For more information, visit

Three months ago, when Cinnabar Artistic Director Elly Lichenstein reluctantly revealed that the theater’s 2017/2018 season would not include a new opera production, she had no idea the reaction from longtime supporters would be so strong.

“People reacted strongly to the news about losing opera for this season,” says Lichenstein, who made the decision — marking only the second or third time since the mid-1970s that there would be no opera production — for financial reasons. Simply put, opera is extremely expensive to produce, and for a small theater company like Cinnabar, the hopes of recouping costs from tickets sales alone are not even remotely possible.

“Arts organizations, unfortunately, are almost all non-profits for a reason,” explains Diane Dragone, Cinnabar’s Executive Director. “We have 120 seats, maximum. We can only sell so-many tickets, and we are not willing to cut the quality of our operas in order to make them more profitable. When you consider the quality of the artists we bring in, you know, that costs a lot. Especially when you factor in housing and transportation costs, which do happen when we bring in particular artists from out of the area who is perfect for a role.

“So, we depend on our angels,” she continues, “the sponsors and underwriters and donors who make it possible for us to do the kind of work we do, by generously partnering with us through individual donations. We also count on people supporting our public fundraising events, like Taste of Petaluma.” (See below)

And speaking of angels, not long after the wrap of last May’s highly inventive, critically-acclaimed “Pagliacci” — thought to be the last opera at Cinnabar for at least a season or two — Lichenstein was approached by unexpected supporter, a first-timer at Cinnabar, who’d seen “Pagliacci,” and wanted to express his thanks.

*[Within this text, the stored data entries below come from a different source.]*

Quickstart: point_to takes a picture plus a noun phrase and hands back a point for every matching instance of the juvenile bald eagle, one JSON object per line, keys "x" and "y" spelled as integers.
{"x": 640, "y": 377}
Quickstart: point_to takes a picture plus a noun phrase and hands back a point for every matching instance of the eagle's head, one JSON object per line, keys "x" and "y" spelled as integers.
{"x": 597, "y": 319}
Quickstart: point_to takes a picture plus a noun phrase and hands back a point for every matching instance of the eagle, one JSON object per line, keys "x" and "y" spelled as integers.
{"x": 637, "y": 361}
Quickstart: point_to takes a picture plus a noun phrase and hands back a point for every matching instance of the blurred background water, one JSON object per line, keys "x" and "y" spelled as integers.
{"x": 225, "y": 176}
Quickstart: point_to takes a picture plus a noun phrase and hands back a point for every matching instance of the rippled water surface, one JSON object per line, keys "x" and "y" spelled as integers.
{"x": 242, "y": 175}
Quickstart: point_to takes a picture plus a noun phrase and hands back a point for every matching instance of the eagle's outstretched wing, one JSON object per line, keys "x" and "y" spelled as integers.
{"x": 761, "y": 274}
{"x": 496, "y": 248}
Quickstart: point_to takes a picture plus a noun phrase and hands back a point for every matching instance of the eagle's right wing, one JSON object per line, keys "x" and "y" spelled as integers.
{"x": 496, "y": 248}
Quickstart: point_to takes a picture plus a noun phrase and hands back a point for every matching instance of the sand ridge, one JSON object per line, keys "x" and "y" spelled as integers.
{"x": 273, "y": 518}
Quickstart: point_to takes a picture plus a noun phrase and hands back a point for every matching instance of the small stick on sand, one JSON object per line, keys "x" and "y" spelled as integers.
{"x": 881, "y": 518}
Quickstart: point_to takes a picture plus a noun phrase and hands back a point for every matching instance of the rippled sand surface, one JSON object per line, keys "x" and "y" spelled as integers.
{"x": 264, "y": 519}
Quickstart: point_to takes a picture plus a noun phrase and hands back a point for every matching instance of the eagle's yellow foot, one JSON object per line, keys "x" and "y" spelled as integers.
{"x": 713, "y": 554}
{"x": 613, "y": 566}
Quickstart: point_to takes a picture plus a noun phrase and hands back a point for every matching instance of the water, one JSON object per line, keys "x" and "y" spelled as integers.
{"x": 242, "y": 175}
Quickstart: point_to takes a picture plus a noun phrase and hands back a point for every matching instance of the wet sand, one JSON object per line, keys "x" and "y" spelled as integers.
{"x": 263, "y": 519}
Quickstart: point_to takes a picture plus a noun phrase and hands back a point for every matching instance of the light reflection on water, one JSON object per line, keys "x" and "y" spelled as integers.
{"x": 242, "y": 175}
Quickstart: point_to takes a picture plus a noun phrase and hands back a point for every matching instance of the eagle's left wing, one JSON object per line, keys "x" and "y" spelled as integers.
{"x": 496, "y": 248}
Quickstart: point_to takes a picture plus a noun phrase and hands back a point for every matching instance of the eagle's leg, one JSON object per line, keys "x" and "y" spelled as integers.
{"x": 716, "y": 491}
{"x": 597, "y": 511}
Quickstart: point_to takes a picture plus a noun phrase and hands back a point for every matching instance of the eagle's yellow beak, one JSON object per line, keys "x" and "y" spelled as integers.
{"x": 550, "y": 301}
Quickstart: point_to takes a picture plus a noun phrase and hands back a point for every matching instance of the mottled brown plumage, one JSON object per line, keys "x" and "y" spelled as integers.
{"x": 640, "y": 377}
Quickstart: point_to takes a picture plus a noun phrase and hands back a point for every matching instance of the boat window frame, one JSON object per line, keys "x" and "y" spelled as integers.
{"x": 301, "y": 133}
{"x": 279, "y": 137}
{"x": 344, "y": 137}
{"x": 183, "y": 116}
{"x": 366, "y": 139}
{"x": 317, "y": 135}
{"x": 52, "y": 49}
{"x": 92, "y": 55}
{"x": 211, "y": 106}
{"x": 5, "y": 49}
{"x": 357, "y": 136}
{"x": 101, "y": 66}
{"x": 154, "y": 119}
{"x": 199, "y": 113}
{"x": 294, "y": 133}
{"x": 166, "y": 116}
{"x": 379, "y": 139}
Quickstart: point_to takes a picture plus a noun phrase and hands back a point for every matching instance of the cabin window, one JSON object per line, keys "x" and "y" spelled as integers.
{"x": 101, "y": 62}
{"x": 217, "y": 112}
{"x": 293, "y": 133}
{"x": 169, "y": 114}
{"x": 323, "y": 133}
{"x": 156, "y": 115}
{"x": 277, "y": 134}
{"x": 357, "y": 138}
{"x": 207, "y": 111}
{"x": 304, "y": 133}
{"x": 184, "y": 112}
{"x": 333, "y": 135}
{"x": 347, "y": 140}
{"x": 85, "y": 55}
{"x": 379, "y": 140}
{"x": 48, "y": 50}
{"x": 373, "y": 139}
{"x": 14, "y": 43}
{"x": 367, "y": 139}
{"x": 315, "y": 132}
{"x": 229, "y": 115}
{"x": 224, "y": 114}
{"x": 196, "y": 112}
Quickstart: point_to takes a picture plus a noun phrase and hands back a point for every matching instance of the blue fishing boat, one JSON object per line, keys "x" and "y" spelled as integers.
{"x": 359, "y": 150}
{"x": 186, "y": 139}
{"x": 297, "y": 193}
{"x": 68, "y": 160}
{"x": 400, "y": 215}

“It’s a member of a very prominent philanthropic family, who wishes to remain anonymous,” says Lichenstein. “He’d never been here before, but he came to “Pagliacci” several times. And when he found out we were not planning to do an opera for the next season, he said, ‘This can not be.’ He is various serious about bringing opera back, no just for a year but always. It’s signed on the proverbial dotted line. Opera is coming back to Cinnabar in 2018.”

According to Lichenstein, the arrangement promises a donation of $20,000 per year, in perpetuity, to support the company’s opera program. The money is intended to be matching funds, with the community providing another $20,000 in targeted opera program donations. And yes, Lichenstein affirms, that is how much it costs to stage a professional opera, even in a 120-seat house.

“This is very good news,” she says. “It’s just what we needed — for our own psyches, anyway — knowing that someone from the outside sees the value of what we’ve been doing, and is as passionate as we are about bringing opera to audiences.”

So, with opera now back on the table, Lichenstein says she plans to produce Rossini’s ever-popular “The Barber of Seville,” sometime in 2018.

“It’s a fun show, a celebratory show,” she says. “We have the right cast, right at our finger tips, and it’s such a good opera.”

Now, she notes, the real work begins — raising the full $20,000, every year, to match the benefactor’s donation. Lichenstein feels confident it will happen.